According to Business Dictionary “Conglomerate Diversification is a type of diversification whereby a firm enters, through acquisition or merger, an entirely different market that has little or no synergy with its core business or technology”.
Conglomerate diversification helps in strengthening the internal structure of a company and it is an essential form of diversification.
Based on the financial position, conglomerate diversification helps in evaluating the company`s portfolio. Here, the newly developed products are not directly related with existing technologies, markets and the products. This is more related to the financial condition and stability of the company.
When two or more than two corporations are involved in different set of business in a single corporation structure, it is termed as conglomerate. These are large and huge companies. As always there are advantages and disadvantages in conglomerate diversification.
The core area of conglomerate diversification is to analyze the present financial position, compare it with the past financial performance, and to generate effective future outcomes. If the financials are healthy, the outcomes will be potentially good.
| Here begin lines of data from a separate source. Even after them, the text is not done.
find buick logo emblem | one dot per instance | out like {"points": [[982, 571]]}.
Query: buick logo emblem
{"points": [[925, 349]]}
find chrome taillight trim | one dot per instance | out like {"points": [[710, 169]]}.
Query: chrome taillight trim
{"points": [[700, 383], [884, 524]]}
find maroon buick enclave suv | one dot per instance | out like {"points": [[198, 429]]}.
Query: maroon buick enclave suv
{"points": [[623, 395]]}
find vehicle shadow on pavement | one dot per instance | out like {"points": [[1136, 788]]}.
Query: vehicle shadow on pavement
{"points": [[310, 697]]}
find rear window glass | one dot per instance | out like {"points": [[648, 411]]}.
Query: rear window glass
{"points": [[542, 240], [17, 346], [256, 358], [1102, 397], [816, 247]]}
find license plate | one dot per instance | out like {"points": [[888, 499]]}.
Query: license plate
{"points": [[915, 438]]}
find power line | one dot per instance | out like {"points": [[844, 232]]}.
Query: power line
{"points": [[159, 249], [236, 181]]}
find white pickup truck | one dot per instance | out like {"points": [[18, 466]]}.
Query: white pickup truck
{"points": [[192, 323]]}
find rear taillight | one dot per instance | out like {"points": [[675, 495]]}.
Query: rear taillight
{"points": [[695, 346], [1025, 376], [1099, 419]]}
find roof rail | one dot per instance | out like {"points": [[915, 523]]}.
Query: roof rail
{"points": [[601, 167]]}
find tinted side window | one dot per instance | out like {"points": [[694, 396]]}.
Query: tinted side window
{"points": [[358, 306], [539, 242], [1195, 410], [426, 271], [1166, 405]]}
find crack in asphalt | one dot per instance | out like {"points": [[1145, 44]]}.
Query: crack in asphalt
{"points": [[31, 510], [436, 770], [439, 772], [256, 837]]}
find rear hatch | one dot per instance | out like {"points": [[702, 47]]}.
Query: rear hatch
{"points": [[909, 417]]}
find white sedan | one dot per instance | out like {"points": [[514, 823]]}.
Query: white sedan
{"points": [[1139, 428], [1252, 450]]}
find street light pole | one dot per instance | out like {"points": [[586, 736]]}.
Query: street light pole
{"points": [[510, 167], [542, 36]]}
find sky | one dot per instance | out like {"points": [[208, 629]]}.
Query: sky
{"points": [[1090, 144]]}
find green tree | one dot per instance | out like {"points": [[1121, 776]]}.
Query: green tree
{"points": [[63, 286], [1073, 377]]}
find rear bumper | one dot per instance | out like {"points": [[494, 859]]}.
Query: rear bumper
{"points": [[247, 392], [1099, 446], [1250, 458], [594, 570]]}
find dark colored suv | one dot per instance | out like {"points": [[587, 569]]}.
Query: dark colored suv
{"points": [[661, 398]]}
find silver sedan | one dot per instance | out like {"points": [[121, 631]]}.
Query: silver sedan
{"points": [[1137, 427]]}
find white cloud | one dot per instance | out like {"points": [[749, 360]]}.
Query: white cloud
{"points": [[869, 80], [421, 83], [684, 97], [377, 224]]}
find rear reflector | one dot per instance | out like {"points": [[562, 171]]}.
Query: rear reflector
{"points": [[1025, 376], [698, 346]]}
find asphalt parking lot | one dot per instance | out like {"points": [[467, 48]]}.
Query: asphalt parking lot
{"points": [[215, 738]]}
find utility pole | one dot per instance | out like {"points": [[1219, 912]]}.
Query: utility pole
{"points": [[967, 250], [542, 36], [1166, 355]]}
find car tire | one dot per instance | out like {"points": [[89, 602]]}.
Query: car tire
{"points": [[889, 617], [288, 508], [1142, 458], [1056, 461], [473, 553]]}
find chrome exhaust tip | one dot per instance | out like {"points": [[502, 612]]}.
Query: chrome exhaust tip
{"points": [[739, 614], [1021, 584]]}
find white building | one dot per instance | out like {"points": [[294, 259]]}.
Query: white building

Therefore, it is imperative to create a healthy and positive financials in order to create a better outcome.
So many firms or businesses follow different strategies or a set of diversifications to be stable and strong to cater to consumer needs and demands.
Conglomerate diversification is an opposite of concentric diversification, and its focus is on financials and keep them evaluating to improve the financial position of the company.
Philip Morris is a Conglomerate . This is a well known company which is also known as the parent company of Altria group.